Based on the closing Friday the price was $7.38 and the yield at $2.16 per year. This is a 29% yield. If the market were to rise mid 2009 to 10,000 DOW, then the stocks held by AOD would also rise 25% plus as did the DOW. So the "price of AOD" could be above $10.00. Now, at this level the $2.18 yld. is now 21%. No slight of hand but if the second half of 2009 and 2010 were to rise to 11,000 DOW, that means AOD stocks rise 40%. So, AOD at a premium could be $11 or more. This equates to a 19% yield. The answer to maintaining the dividend lies in the market going up.Where am I wrong?
If you reinvest the proceeds, then you're ignoring the monthly compounding factor. The APY would be found from (1 + 0.18/7.38)^12 - 1 = 33.53%.
<quote> The answer to maintaining the dividend lies in the market going up. <quote>
I'd like to offer up the possibility of the dollar going down. The fund runs about 2/3rd of its plays in foreign securities; those amounts will translate to larger amounts if/when the dollar falls. Also, the US market is one of the lowest yielding markets in the world, so the pickings are already "better" from foreign equities plays to begin with...

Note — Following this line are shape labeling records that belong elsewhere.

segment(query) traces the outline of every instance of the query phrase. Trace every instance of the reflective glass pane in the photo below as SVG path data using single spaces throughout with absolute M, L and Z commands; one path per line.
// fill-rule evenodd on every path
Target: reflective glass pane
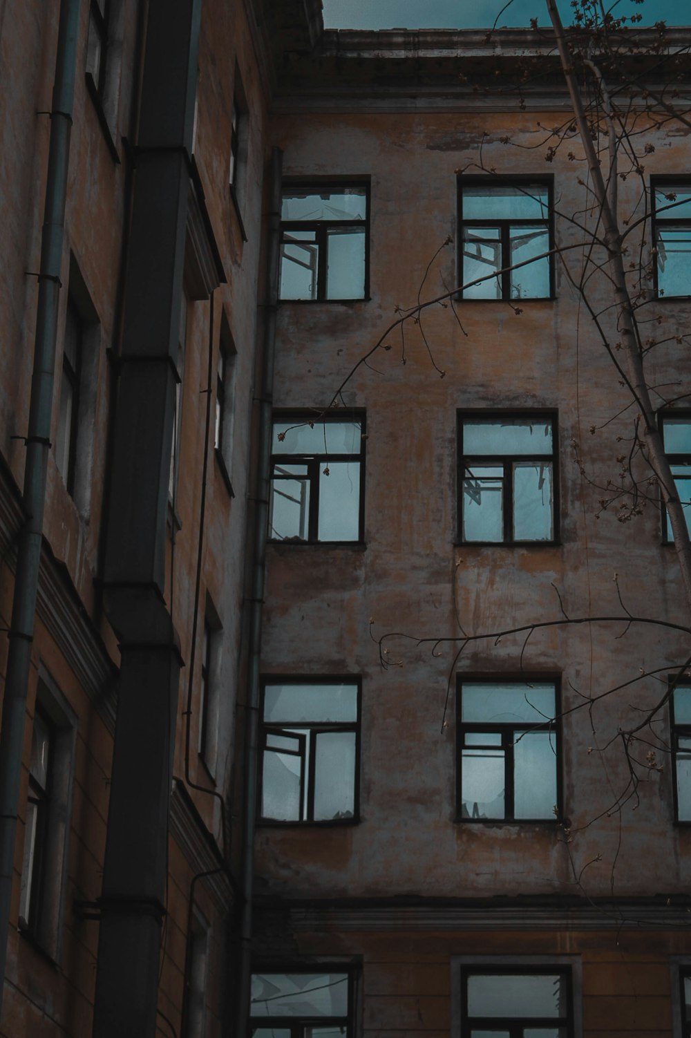
M 328 474 L 327 474 L 328 472 Z M 320 466 L 320 541 L 360 537 L 360 463 L 327 461 Z
M 261 772 L 261 817 L 300 821 L 302 758 L 265 749 Z
M 674 696 L 674 723 L 691 725 L 691 685 L 678 685 Z
M 281 299 L 316 299 L 319 246 L 312 230 L 283 235 L 280 264 Z
M 515 733 L 514 817 L 554 818 L 557 802 L 556 734 Z
M 657 227 L 658 292 L 691 296 L 691 227 Z
M 671 197 L 673 195 L 676 197 Z M 688 184 L 667 184 L 656 188 L 655 212 L 664 220 L 691 220 L 691 187 Z
M 548 190 L 544 184 L 477 184 L 463 187 L 464 220 L 546 220 Z
M 552 422 L 541 417 L 465 418 L 463 453 L 471 455 L 551 455 Z
M 466 468 L 463 481 L 463 540 L 504 539 L 502 465 Z
M 327 299 L 364 299 L 364 227 L 329 228 Z
M 551 541 L 552 465 L 517 462 L 514 465 L 514 540 Z
M 319 732 L 314 752 L 315 820 L 352 818 L 355 811 L 355 732 Z
M 347 974 L 253 974 L 252 1016 L 347 1016 Z
M 549 230 L 544 227 L 512 227 L 509 264 L 525 264 L 532 256 L 543 256 L 512 271 L 512 299 L 546 299 L 550 294 L 550 261 L 543 255 L 550 247 Z
M 359 421 L 276 421 L 271 444 L 272 454 L 302 454 L 311 457 L 359 454 L 361 425 Z M 283 439 L 279 439 L 279 436 Z
M 463 295 L 466 299 L 501 299 L 501 278 L 488 277 L 501 270 L 499 231 L 492 227 L 464 227 Z M 473 284 L 478 278 L 487 278 Z
M 468 1015 L 548 1019 L 565 1016 L 564 978 L 559 974 L 471 974 Z
M 364 188 L 341 188 L 319 194 L 285 192 L 281 220 L 364 220 L 367 192 Z
M 462 817 L 504 818 L 503 749 L 463 749 L 461 769 Z
M 309 480 L 289 477 L 307 466 L 276 465 L 271 481 L 269 537 L 285 541 L 306 541 L 309 537 Z
M 665 418 L 662 422 L 662 439 L 667 454 L 691 455 L 691 418 Z
M 671 470 L 674 475 L 674 486 L 676 487 L 676 491 L 679 493 L 679 499 L 684 508 L 686 525 L 691 531 L 691 465 L 672 465 Z M 666 520 L 667 540 L 673 541 L 674 538 L 668 514 L 666 514 Z
M 554 717 L 554 685 L 475 684 L 464 682 L 461 688 L 461 719 L 479 723 L 529 721 L 544 725 Z
M 691 754 L 676 754 L 676 811 L 680 822 L 691 822 Z
M 267 685 L 264 719 L 267 723 L 355 721 L 357 685 Z

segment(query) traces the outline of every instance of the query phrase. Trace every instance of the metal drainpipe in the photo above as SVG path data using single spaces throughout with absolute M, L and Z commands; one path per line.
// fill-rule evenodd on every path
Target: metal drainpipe
M 269 531 L 269 465 L 271 459 L 271 420 L 274 393 L 274 357 L 276 352 L 276 310 L 278 306 L 278 250 L 281 220 L 281 175 L 283 153 L 274 147 L 271 154 L 271 201 L 267 237 L 267 303 L 264 326 L 261 394 L 254 514 L 254 557 L 250 612 L 250 655 L 247 689 L 247 729 L 245 736 L 245 825 L 242 848 L 243 911 L 240 929 L 240 985 L 237 1038 L 244 1038 L 250 1010 L 252 972 L 252 892 L 254 883 L 254 830 L 259 728 L 259 663 L 261 652 L 261 606 L 264 601 L 265 563 Z
M 51 446 L 55 342 L 57 338 L 64 209 L 70 164 L 70 133 L 75 97 L 79 7 L 80 0 L 62 0 L 60 4 L 48 153 L 48 179 L 46 182 L 46 209 L 38 274 L 38 308 L 31 375 L 31 404 L 29 428 L 25 440 L 23 502 L 26 522 L 21 532 L 17 558 L 5 694 L 2 705 L 2 730 L 0 732 L 0 1009 L 2 1008 L 2 990 L 7 958 L 17 810 L 24 747 L 24 720 L 38 591 L 48 452 Z

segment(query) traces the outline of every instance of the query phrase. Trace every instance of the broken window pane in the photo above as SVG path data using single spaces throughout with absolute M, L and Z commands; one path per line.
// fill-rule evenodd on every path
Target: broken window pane
M 293 456 L 295 462 L 287 464 L 286 456 Z M 275 421 L 272 540 L 360 541 L 361 459 L 361 419 L 311 421 L 296 415 L 293 420 Z M 298 483 L 294 479 L 297 475 L 304 476 L 304 481 Z
M 508 263 L 512 267 L 525 264 L 512 271 L 512 299 L 542 299 L 550 294 L 550 236 L 546 227 L 512 227 Z M 526 263 L 533 256 L 543 256 Z
M 504 818 L 505 755 L 502 749 L 461 754 L 464 818 Z
M 253 974 L 251 1014 L 347 1016 L 348 974 Z
M 500 543 L 504 539 L 503 466 L 466 470 L 463 482 L 463 540 Z
M 565 1016 L 566 1007 L 562 974 L 471 974 L 468 977 L 469 1016 L 558 1018 Z
M 360 465 L 331 461 L 320 471 L 320 541 L 357 541 L 360 536 Z
M 514 817 L 549 818 L 557 802 L 553 732 L 516 732 Z
M 307 540 L 309 487 L 306 465 L 281 464 L 274 467 L 269 502 L 269 530 L 272 538 L 279 541 Z
M 317 732 L 314 739 L 314 818 L 352 818 L 355 732 Z
M 281 221 L 281 299 L 365 298 L 366 188 L 288 189 Z
M 514 540 L 553 540 L 552 512 L 552 466 L 517 462 L 514 466 Z

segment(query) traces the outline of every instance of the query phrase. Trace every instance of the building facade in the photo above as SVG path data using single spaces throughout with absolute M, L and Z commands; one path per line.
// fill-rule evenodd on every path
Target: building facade
M 641 40 L 686 502 L 688 31 Z M 553 37 L 61 0 L 0 48 L 0 1035 L 691 1033 L 689 610 Z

Next point is that the share price is entirely market driven, and very loosely connected to the NAV. If everyone gets disgusted and walks away from AOD tomorrow, the price could drop to near zero, but the assets managed by the closed end fund itself would remain unchanged.

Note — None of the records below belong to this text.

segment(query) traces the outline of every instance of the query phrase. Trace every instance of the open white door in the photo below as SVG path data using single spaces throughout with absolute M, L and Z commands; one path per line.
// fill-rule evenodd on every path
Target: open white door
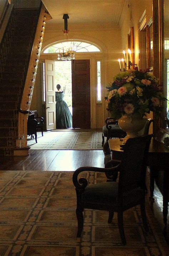
M 45 60 L 46 130 L 56 129 L 55 61 Z

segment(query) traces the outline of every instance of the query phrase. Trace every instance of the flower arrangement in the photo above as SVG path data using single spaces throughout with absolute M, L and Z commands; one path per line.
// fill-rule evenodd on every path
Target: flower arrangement
M 149 71 L 139 71 L 136 67 L 121 72 L 115 77 L 112 84 L 106 87 L 109 92 L 105 97 L 107 107 L 114 119 L 126 114 L 142 117 L 150 111 L 159 115 L 162 102 L 167 100 L 158 79 Z

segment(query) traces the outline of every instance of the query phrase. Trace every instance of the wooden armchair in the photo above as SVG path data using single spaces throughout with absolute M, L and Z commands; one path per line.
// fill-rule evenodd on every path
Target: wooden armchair
M 117 120 L 114 121 L 112 117 L 108 117 L 105 120 L 106 125 L 103 127 L 102 146 L 104 143 L 104 137 L 106 141 L 112 138 L 124 138 L 126 133 L 120 128 Z
M 76 210 L 78 221 L 77 237 L 80 237 L 83 225 L 84 209 L 93 209 L 109 212 L 108 222 L 111 223 L 114 212 L 118 215 L 118 225 L 123 244 L 126 241 L 123 224 L 123 212 L 140 205 L 143 222 L 148 231 L 145 211 L 145 172 L 147 156 L 152 135 L 129 139 L 124 148 L 122 161 L 111 168 L 81 167 L 75 172 L 73 182 L 77 198 Z M 117 182 L 88 184 L 84 178 L 78 179 L 78 174 L 85 171 L 112 173 L 120 172 Z
M 27 123 L 27 134 L 31 136 L 31 139 L 33 134 L 34 134 L 36 143 L 37 143 L 37 121 L 36 119 L 28 118 Z
M 38 114 L 37 110 L 31 110 L 31 111 L 30 110 L 29 116 L 30 115 L 32 115 L 32 114 L 34 115 L 34 116 L 34 116 L 34 118 L 37 122 L 37 129 L 38 129 L 39 128 L 40 129 L 42 133 L 42 136 L 43 136 L 43 118 L 42 117 L 39 117 L 38 116 Z

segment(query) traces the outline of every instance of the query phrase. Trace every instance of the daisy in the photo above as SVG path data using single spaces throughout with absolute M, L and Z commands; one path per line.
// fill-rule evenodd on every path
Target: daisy
M 149 80 L 147 80 L 147 79 L 142 79 L 141 82 L 142 84 L 145 84 L 146 86 L 151 84 L 151 81 Z
M 134 107 L 133 105 L 130 103 L 129 103 L 126 104 L 126 105 L 124 109 L 124 110 L 126 114 L 132 114 L 133 113 L 134 110 Z
M 122 86 L 117 90 L 117 92 L 121 95 L 125 94 L 127 92 L 127 89 L 124 86 Z
M 159 106 L 160 105 L 160 101 L 158 98 L 153 97 L 152 98 L 152 101 L 153 102 L 153 104 L 155 106 Z
M 142 93 L 143 90 L 142 88 L 140 88 L 139 86 L 136 86 L 137 92 L 137 97 L 139 98 L 140 96 L 143 96 L 143 93 Z

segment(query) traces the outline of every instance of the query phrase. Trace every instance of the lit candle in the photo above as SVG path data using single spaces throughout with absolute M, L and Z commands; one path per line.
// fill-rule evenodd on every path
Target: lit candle
M 130 60 L 131 61 L 131 63 L 132 63 L 132 52 L 130 50 L 130 49 L 128 49 L 128 53 L 129 54 L 129 56 L 130 56 Z
M 120 63 L 120 60 L 119 59 L 118 59 L 118 61 L 119 62 L 119 65 L 120 65 L 120 70 L 121 70 L 121 63 Z
M 124 69 L 125 69 L 125 67 L 124 67 L 124 59 L 122 58 L 122 61 L 123 62 L 123 68 Z
M 124 54 L 124 60 L 125 61 L 125 63 L 126 63 L 126 53 L 125 51 L 123 51 L 123 53 Z

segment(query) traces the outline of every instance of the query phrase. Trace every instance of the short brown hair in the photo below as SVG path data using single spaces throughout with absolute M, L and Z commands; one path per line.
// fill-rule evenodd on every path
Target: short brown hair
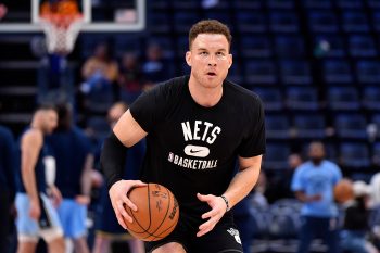
M 232 36 L 228 26 L 216 20 L 200 21 L 191 27 L 189 31 L 189 49 L 191 49 L 192 41 L 200 34 L 224 35 L 226 36 L 229 48 L 231 48 Z

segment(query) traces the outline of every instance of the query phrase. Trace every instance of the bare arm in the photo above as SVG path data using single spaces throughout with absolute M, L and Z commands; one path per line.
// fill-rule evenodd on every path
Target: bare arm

Final point is that while the NAV has dropped over time, so have the markets that the net fund assets are working. The question is more along the lines of "If the fund originally had the capability of purchasing N shares of company X, then how many shares of X could the fund purchase today?" If the answer is the same, (due to the falling price of X) and X has yet to cut it's dividend, then the fund has a much capability to generate income as it did when it started.